As I said, just an enquiry and hopefully not something we'll ever need to action, but my anxious mind would like to know the answers!


----------



## Lolito (Aug 25, 2012)

Just don't die! 


- Here in Spain, the main funeral home is St. Lucia, I believe they have clauses for repatriation. They are very good. Their website is in English too.

seguros santalucía - Your Family

You just pay monthly and when you die, they do everything for you, since you can't as you are dead.. lol!


----------



## xabiaxica (Jun 23, 2009)

goingtobcn said:


> Not a happy topic, and only an enquiry...
> 
> ...A friend staying with us from the UK asked what would happen if one of us dies here (we'd been talking about bodies donated to medical science in her field, so not as morbid as it seems!) We don't have travel insurance as we now live here, and are covered by Seguridad Social so no private healthcare. Would that mean our families would have to cover the cost of repatriating our bodies? Is there any insurance that exists solely for this and is it very expensive?
> 
> As I said, just an enquiry and hopefully not something we'll ever need to action, but my anxious mind would like to know the answers!

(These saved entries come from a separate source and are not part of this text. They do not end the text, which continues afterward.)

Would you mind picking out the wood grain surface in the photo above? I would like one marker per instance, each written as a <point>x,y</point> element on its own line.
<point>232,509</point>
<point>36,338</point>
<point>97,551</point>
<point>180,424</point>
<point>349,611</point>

repatriation of a body costs a fortune!!

when my dad died here someone asked us why we didn't get 'him' repatriated to the UK for his funeral, since he had 'pre-paid' funeral insurance - coincidentally the friend of an acquaintance had died (at Valencia airport on arrival) a few weeks previously & it had cost something like 10,000 € to repatriate the body.

since we were my Dad's only close family in any case we had the funeral here & claimed the costs back from his insurance (eventually)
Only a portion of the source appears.